There’s some attempt to add depth to the shooting mechanics by giving you a decent amount of weapons that can be upgraded as well as secondary fire functions that will allow you to generate a shield, slow time briefly or put civilians in a bubble to protect them from aliens. The weapons all have an MIB spin on them, however they fall into fairly basic shooter categories like sniper rifle, machine gun, shotgun, with the only standout being the Noisy Cricket that Will Smith used in the films. I upgraded nearly all the weapons in my play through, which only lasted about three hours or so, and stuck with two weapons: my starting one with a zoom function for enemies in the distance as well as the machine gun and was just fine. You can perform a scan to search for weak points in enemies and bosses, but about the only time you absolutely need this is when they introduce the mechanic and already tell you what you need to hit as well as in investigation stages.
About the only time that you’re not shooting in Alien Crisis are in a few sequences, less than a handful, where the game suddenly turns into an awkward adventure game. Despite the sudden shift in gameplay though, these parts won’t exactly tax you mentally either.

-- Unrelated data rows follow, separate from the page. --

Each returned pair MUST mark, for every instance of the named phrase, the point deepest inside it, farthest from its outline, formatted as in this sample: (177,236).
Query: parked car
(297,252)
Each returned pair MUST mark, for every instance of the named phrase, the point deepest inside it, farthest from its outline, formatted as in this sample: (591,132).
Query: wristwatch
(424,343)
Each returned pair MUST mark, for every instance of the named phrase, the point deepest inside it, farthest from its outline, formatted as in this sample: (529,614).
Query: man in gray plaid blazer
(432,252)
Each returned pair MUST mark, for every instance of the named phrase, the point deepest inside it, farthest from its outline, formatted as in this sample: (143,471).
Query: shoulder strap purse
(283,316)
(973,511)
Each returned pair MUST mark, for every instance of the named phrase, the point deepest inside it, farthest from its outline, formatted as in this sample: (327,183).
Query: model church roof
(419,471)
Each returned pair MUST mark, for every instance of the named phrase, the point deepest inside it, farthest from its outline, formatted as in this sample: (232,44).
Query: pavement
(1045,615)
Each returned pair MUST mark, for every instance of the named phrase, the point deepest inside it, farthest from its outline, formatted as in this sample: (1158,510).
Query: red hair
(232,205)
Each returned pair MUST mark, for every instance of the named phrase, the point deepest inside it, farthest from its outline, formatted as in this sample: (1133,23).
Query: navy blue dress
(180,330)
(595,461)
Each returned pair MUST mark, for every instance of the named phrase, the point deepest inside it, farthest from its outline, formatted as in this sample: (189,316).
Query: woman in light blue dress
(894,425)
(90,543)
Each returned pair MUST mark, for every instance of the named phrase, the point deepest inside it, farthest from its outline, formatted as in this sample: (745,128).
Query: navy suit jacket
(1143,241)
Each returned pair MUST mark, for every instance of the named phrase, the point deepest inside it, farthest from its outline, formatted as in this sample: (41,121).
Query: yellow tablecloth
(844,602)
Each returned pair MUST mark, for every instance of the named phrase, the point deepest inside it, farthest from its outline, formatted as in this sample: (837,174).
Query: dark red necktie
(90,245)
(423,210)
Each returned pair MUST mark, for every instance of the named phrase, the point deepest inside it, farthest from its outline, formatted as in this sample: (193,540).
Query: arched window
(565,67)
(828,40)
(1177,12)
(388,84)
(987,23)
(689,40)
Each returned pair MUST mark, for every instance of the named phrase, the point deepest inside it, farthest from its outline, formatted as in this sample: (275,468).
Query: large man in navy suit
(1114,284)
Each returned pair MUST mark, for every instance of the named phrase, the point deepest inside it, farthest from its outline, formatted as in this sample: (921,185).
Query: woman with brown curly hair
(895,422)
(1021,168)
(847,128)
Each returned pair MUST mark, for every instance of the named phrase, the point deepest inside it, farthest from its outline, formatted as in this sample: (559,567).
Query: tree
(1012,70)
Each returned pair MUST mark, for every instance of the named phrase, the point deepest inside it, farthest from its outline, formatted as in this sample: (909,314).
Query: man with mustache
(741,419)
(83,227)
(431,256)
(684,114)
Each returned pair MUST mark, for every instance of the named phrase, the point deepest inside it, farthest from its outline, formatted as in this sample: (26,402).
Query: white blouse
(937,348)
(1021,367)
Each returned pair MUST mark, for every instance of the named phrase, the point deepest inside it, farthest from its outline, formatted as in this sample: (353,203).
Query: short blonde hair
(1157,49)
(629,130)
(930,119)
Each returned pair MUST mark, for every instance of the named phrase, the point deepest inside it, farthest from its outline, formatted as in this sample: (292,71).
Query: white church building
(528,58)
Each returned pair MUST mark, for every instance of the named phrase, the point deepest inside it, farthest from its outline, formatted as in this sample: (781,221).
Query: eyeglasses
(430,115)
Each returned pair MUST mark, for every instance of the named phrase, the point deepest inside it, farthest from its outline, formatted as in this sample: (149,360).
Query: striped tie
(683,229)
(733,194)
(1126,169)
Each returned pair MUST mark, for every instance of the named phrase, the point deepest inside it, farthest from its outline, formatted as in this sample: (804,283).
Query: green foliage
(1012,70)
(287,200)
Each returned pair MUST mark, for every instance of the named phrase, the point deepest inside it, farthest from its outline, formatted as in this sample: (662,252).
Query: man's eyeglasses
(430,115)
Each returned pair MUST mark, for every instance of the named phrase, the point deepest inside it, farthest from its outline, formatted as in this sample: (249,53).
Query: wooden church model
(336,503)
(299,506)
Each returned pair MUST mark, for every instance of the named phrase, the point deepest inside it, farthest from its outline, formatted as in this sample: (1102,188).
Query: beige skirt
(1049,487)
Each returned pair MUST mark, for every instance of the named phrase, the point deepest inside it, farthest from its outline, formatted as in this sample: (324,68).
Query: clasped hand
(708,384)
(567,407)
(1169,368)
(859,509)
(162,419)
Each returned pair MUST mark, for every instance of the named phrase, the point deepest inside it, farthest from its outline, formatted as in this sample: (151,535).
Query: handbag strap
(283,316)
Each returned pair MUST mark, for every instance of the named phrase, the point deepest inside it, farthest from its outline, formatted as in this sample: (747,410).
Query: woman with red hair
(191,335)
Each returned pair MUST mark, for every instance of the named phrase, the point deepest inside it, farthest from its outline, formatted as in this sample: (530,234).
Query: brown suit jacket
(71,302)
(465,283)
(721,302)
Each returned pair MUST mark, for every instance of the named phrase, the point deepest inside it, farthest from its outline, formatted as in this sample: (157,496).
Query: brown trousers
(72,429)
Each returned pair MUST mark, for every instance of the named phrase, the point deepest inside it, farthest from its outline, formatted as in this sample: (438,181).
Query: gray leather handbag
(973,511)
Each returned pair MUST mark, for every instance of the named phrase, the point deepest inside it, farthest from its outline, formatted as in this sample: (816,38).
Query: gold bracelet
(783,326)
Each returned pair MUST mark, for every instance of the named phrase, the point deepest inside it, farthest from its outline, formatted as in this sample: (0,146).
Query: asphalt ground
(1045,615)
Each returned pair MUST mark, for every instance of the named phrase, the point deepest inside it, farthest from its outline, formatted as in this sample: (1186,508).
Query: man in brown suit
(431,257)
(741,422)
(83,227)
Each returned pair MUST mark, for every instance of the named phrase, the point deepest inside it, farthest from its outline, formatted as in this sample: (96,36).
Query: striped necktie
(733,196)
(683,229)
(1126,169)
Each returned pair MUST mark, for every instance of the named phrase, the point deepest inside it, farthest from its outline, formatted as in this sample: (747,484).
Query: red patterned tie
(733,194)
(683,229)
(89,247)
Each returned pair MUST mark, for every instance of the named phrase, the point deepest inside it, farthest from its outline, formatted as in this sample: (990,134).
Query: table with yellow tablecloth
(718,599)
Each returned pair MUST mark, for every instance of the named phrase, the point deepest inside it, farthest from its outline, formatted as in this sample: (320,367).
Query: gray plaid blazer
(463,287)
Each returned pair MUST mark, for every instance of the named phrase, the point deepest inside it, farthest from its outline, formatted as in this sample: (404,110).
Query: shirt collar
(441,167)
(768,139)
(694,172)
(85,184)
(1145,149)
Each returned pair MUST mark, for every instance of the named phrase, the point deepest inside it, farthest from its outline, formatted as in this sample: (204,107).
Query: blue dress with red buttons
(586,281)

You’re locked in a room or area with a fixed camera perspective and you have to scan a small environment in search of one thing that will lead to a new converstation tree with an NPC that will allow you to progress. I wish these sections were longer, or even that someone like a Telltale would make a Men in Black game using their model. All of the MIB games are about shooting waves of aliens, yet in the movies there’s a fair amount of investigation that the agents do as well and Alien Crisis dips its toe into this, but just barely, and also not in a very interesting way.
I reviewed Men in Black: Alien Crisis on the Xbox 360, but it’s also available on the PS3 and Wii. Without knowing the exact specifics, it’s easy to tell that Wii version was the lead SKU for development from the simplistic point-and-shoot gameplay to the graphics which are some of the worst ever on the Xbox 360. Everything from the character models to the environments are low-poly with ugly, muddy textures that were only slightly upscaled for the Xbox 360. This is the most egregious in the cut-scenes where you get to focus on characters up close and see just how badly they look and animate. When talking they all the movement and lip-synching of a PlayStation ONE game. Alien Crisis not only looks bad by launch Xbox 360 standards, but even early PS2 games had better visual fidelity.
I managed to pick up Men in Black: Alien Crisis at an off brand department store chain in a bargain bin, probably next to Activision’s Battleship game which was also released in the same month as this, for about $10 CAD. The fact that a publisher like Activision, even briefly, asked anyone full price for this game is downright insulting. About the only people to recommended this game to are people who are still easy achievement hunters who can score this game for cheap. Everyone else should stay away from this short, shallow and ugly obvious cash grab that more than likely cost Activision more money in the long run.